México y Estados Unidos están renovando sus relaciones bilaterales con un nuevo enfoque. La transformación política de nuestro país en 2018 y la transición de derecha a centroizquierda en nuestro vecino del Norte han reorganizado las prioridades de los respectivos gobiernos, y también reforzado los principios de reciprocidad y de respeto a las soberanías.

La presentación de una reforma constitucional en materia eléctrica por parte del presidente Andrés Manuel López Obrador causó preocupación al Gobierno estadounidense, debido a dos aspectos principalmente. El primero, la seguridad de sus inversiones; el segundo, el combate conjunto contra el cambio climático.
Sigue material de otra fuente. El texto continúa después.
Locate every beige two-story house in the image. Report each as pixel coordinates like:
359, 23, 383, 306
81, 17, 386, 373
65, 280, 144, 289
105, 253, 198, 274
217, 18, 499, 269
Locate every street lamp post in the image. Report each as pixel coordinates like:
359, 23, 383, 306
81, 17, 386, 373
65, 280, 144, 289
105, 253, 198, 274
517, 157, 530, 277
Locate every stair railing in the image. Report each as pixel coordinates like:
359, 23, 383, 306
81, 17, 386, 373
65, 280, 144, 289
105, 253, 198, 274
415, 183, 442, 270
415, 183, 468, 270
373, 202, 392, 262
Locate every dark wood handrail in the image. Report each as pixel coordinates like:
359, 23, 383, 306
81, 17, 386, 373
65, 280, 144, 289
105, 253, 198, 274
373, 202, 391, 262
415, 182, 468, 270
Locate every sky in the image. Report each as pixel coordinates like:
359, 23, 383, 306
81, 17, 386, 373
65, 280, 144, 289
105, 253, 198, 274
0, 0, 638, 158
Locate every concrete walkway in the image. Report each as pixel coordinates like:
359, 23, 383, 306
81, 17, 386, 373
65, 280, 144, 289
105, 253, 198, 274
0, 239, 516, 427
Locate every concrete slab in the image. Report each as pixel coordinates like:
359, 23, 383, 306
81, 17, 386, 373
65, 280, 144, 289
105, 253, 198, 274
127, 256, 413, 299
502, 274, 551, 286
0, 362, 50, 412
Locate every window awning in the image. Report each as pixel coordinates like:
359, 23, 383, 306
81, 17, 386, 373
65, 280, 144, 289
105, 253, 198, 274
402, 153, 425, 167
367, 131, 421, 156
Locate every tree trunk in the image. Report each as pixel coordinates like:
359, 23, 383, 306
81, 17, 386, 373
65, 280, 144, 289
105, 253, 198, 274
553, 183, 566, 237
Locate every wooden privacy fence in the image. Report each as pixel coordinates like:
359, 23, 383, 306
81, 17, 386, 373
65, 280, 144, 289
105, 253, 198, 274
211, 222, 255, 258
La visita a nuestro territorio hace unas semanas de la secretaria estadounidense de Energía, Jennifer Granholm, así como la de este miércoles de John Kerry, enviado presidencial de esa nación para el clima, ambos acompañados de Ken Salazar, embajador de la Unión Americana en nuestro país, son la prueba de que la Casa Blanca se encuentra pendiente del futuro energético de la región, pero en toda ocasión se ha mostrado respetuosa de nuestro derecho a legislar, tal como se establece en el mismo Tratado entre México, Estados Unidos y Canadá.

La solicitud de que el mercado energético continúe abierto no se ve amenazada por la iniciativa de reforma presentada, como tampoco se generan beneficios indebidos o discriminatorios para la inversión proveniente del exterior. El 46% del mercado será de libre competencia para inversionistas nacionales y del extranjero. La convencionalidad de la iniciativa —para quienes comulgamos con la urgencia de reformar los artículos 25, 27 y 28 de nuestra Constitución— está garantizada.

La necesidad de dar marcha atrás a la reforma energética aprobada en el viejo régimen radica en la fallida implementación de los negocios a los que dio lugar, tanto para la Comisión Federal de Electricidad como para la autosuficiencia energética, el abastecimiento y las tarifas para las familias mexicanas.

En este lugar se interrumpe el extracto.